The Society under the patronage of Saint Wilfred and Saint Hilda is the new ecclesial entity within the Church of England, designed to maintain full communion within itself and to strive for communion with the traditional Churches of East and West.
This week the Council of Bishops of The Society has published a Statement of Principles entitled “Communion and Catholicity in the Church of England”. I maintain that this document is intellectually flawed because on the one hand it defines what full communion is, which includes the celebration of the one Eucharist, proceeds to demonstrate how communion within the Church of England is incomplete because of the ordination of women priests and bishops and yet completely illogically maintains that The Society and the remainder of the Church of England are in fact still one Church.

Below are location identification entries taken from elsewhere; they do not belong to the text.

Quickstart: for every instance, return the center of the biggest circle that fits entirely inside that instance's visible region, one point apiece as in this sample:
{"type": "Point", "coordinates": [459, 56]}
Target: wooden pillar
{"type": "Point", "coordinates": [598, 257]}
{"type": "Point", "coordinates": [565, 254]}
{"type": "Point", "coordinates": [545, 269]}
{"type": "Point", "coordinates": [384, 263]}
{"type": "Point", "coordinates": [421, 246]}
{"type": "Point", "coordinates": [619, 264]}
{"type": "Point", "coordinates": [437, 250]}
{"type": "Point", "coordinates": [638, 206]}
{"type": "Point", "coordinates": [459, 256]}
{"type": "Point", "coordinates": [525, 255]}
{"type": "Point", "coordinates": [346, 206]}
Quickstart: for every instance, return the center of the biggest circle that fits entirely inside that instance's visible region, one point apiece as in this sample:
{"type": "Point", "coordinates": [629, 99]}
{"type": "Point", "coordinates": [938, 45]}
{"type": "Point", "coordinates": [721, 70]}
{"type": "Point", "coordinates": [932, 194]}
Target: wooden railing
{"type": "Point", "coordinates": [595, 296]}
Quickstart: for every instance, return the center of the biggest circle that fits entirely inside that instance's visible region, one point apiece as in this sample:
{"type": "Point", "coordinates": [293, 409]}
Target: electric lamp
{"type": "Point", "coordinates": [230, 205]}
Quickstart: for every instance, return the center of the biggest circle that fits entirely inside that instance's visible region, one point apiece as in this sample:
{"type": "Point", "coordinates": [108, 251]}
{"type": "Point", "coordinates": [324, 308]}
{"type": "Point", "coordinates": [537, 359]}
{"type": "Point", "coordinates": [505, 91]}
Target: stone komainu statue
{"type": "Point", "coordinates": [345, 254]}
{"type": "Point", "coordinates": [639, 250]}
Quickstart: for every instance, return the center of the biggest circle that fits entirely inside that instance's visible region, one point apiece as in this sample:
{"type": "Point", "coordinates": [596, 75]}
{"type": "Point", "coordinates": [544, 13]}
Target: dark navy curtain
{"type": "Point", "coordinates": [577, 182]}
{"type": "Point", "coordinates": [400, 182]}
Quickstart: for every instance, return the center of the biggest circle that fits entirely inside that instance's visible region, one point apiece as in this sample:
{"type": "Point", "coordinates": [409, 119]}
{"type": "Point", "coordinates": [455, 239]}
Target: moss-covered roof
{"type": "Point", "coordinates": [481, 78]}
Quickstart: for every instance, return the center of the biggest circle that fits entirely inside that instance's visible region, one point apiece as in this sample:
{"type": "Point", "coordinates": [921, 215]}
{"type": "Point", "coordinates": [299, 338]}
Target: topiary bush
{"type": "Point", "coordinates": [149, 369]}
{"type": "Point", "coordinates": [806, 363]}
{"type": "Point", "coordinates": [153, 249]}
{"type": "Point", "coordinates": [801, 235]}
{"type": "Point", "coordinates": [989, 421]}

A careful study of the Principles will show that the “ecumenical” relationship described in the document which now exists within the Church of England is hardly different from the relationship with other non-Anglican churches, many of which come from a similar Anglican tradition.
Most of the ecclesiological arguments for the oneness of the Church are indeed not even Anglican arguments but are taken from the documents of the Second Vatican Council and ARCIC.
I believe that this Statement of Principles demonstrates clearly that The Society in itself is an ecclesial body resembling a Church (it might even be argued that it is a Church in the same way as the Church of England always was). It has its own ecclesial structures with an episcopate, and fulfils the criteria for full communion which the bishops themselves have defined.
Maintaining that one is still part of a body which calls itself the “Church” of England is self-delusion. The Society is in everything but name already a Continuing Anglican Church, and if we needed proof of that, this document provides it.
The next set of Principles should perhaps examine what it is that prevents this new ecclesial entity from seeking full communion with those whose documents, theology, liturgy they share (the traditional Church of the West, made visible in the See of Peter). An organisation already exists which expresses this full communion and maintains the Anglican tradition which The Society’s bishops value, and that is the Ordinariate.